Regardless of our political beliefs, none of us can afford to be psychologically conservative during this pandemic period. We all have to be willing to make adjustments to keep up with this changing world. There is no point getting attached to how the world once was or how we think it should be—just as there no point for a surfer to get attached to the surfing conditions on a given day.
My grandparents weren’t surfers in Warsaw, but they were good at making adjustments. Shortly after the Nazi invasion, they packed up their entire lives and paid a guide to sneak them across the Russian border. The guide tricked my grandparents and left them in an unoccupied area between the Russian and Polish borders called “No Man’s Land.” This meant they had to figure out how to get into Russia on their own, and then they had to figure out how to get out of Russia once they were put in a prison camp.
I sometimes wonder how my grandparents would deal with this pandemic crisis. I don’t think they would get too rattled by the local food co-op being out of fresh ground peanut butter—as their grandson did—since the Russian prison camp was practically out of everything. Like most Jews, my grandparents weren’t farming people, but they learned how to grow potatoes to supplement their meager diets. Later they learned what wild plants were safe to eat when they were released from the prison camp and fled to Uzbekistan. My grandmother was the official taste tester and would eat the plants to make sure they were safe before giving them to my mom and her sister.

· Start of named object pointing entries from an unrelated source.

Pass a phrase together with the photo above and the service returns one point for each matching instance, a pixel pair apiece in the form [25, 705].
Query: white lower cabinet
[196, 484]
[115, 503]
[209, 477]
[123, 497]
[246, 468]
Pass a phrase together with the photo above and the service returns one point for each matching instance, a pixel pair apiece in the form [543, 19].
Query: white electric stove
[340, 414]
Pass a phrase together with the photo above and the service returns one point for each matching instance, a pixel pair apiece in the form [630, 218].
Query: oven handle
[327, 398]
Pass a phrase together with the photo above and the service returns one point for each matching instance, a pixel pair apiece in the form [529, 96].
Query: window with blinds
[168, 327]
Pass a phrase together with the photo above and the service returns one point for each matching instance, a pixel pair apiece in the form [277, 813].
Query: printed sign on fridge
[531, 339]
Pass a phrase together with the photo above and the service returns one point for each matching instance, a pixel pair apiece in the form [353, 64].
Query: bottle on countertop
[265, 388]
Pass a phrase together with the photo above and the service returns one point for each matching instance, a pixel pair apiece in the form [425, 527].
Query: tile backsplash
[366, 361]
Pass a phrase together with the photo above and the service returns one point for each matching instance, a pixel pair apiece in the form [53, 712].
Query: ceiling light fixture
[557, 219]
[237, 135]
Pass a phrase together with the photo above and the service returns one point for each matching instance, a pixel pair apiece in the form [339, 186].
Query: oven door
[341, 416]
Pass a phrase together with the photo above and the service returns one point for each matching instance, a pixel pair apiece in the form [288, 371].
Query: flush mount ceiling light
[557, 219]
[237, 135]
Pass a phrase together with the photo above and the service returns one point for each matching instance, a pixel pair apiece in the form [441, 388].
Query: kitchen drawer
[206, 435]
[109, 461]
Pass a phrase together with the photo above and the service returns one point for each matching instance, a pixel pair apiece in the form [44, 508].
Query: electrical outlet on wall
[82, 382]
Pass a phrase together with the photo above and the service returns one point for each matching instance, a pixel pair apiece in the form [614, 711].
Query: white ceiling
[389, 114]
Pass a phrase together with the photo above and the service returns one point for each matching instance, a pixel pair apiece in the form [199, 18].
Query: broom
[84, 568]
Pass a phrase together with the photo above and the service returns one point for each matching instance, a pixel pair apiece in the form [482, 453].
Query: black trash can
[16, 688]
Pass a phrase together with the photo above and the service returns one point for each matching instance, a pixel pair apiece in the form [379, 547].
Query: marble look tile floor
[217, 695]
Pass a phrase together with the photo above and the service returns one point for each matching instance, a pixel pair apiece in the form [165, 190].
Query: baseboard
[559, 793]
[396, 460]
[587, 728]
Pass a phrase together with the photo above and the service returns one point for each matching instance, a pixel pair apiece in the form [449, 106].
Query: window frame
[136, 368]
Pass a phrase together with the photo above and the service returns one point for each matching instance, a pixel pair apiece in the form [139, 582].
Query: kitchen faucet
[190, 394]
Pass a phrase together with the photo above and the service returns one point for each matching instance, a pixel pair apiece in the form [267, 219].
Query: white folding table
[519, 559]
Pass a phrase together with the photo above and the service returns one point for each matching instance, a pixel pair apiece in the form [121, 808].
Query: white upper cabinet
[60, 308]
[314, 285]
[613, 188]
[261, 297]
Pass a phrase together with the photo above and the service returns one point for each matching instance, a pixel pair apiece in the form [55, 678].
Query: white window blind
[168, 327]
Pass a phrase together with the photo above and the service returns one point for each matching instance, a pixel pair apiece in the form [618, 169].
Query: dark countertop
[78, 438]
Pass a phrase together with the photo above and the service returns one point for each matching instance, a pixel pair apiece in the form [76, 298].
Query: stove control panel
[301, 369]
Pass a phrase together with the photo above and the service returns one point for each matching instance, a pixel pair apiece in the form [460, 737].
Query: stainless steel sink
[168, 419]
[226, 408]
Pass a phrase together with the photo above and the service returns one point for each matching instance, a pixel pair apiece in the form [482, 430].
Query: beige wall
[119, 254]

We visited my mom and her partner recently and I tried to imagine her having to eat wild plants to stay alive. It was much easier to imagine her eating a corned beef sandwich—like the ones we brought them from Zingerman’s, Ann Arbor’s renowned deli. It was an adjustment to be with my mom and have to remain six feet apart. It was an adjustment for us to not being able to hug each other. It was an adjustment to have to make so many adjustments.
We all took a walk together and her partner talked about how it was a challenge for so many people to be separated from their religious communities. I could tell he felt lonesome for his church. For a second, I thought of the saying that God never gives us anything that we’re not able to handle. I also thought of some of the exceptions to this saying and concluded that maybe we never know what strength is in us until we’re actually tested. This pandemic period is some test, huh? The Universe must be thinking we all need to work on our patience to come up with a something as crazy as this.